She explains that there are many reasons why a critical interaction with disability has been missing from academia.
"One of them is that academia is not necessarily accessible for disabled people, in terms of physical access but also in terms of the literacies that exist," says Parent.
"Access to education itself is a challenge. Add to that an ableist conception of what is valued as knowledge, what is judged a publication. It is a major challenge for disabled people to become involved in academia as something other than participants in research."
Looking to counter those attitudes, the group began meeting monthly, and soon experienced its first major success with the screening of Jason DaSilva's film, When I Walk.
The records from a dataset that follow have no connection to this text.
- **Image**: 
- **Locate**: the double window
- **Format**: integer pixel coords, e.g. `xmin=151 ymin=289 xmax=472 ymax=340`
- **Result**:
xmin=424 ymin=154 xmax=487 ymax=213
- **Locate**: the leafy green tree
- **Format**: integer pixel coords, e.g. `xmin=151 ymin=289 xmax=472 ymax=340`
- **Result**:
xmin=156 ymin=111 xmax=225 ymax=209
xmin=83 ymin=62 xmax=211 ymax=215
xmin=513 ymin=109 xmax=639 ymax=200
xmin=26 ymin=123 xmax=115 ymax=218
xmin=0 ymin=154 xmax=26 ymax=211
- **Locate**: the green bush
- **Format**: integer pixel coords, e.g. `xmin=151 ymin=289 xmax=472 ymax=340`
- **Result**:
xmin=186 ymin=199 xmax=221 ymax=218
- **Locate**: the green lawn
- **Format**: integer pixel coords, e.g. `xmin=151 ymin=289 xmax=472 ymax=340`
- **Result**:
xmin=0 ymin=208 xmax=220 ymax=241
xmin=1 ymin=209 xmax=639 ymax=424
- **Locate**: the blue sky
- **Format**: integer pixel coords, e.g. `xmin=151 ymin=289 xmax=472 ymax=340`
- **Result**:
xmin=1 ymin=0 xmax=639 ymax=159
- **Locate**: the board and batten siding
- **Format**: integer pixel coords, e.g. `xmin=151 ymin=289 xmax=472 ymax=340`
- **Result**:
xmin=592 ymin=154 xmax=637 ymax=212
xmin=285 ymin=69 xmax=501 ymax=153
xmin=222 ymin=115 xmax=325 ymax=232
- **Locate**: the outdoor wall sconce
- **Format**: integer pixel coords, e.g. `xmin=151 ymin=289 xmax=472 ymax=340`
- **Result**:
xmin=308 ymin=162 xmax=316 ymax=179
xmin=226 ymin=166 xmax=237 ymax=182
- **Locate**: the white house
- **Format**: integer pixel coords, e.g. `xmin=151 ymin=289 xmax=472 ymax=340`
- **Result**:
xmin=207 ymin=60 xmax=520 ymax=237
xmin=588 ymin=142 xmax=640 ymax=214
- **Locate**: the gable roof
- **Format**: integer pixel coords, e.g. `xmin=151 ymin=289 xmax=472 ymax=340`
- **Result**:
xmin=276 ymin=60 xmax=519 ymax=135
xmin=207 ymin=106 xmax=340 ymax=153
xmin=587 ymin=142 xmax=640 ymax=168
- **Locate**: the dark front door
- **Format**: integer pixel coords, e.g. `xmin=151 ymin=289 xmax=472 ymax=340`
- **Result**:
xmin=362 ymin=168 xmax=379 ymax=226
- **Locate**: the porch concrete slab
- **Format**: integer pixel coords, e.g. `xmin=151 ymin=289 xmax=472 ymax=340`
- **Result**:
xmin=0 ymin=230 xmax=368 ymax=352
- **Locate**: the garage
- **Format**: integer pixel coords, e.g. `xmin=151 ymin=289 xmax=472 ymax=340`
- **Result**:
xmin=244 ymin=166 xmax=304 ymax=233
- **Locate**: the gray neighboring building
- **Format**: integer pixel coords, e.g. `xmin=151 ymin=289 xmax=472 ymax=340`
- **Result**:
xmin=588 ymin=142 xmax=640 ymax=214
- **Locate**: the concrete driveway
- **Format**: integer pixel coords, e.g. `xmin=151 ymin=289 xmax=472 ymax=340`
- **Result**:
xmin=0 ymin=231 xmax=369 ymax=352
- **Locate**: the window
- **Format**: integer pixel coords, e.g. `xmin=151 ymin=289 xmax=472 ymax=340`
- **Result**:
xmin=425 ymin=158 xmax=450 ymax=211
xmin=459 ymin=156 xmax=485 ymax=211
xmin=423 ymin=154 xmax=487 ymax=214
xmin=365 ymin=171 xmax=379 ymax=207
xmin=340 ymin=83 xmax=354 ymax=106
For Chapman, the event was a catalyst for the CDSWG.
"Setting up the event and working with the various departments and offices within the university was an important turning point because it allowed for a type of coordinated diffusion of presence for considerations around people with disabilities," he recalls.
"It also highlighted different accessibility issues within the university."
Now in its second year of existence, the group continues to grow. Part of that growth is expanded membership in the CDSWG, which now has a dedicated space at the university, where scholars can come together to interact and collaborate.
One new group member, Danielle Peers, a Banting postdoctoral fellow in communication studies who specializes in critical disability studies, says that Concordia was her first choice for her research because, in her opinion, it is producing some of the most exciting scholarship in the field.
"A lot of the leadership in the group comes from graduate students like Laurence, who are also local activists and practising artists, leading to deeply grounded, community-based, creative and generative research around disability," says Peers.
"I felt that I had a lot to learn from this group in terms of exciting new methodologies, theories and practices that can enable researchers to work in and with local communities in order to both imagine and materialize meaningful change."
It's Chapman's hope that increasing interest in the group will help place the CDSWG at the forefront of critical disability studies in Quebec -- and Canada -- by providing fertile soil for faculty with critical disability studies backgrounds to expand their work, and to institutionalize the practice pedagogically.
"There are 40 plus members of the group, from around the university," says Chapman.
"And there are more and more researchers coming from other institutions, as well as people who are not necessarily affiliated with a university, but very active within the community."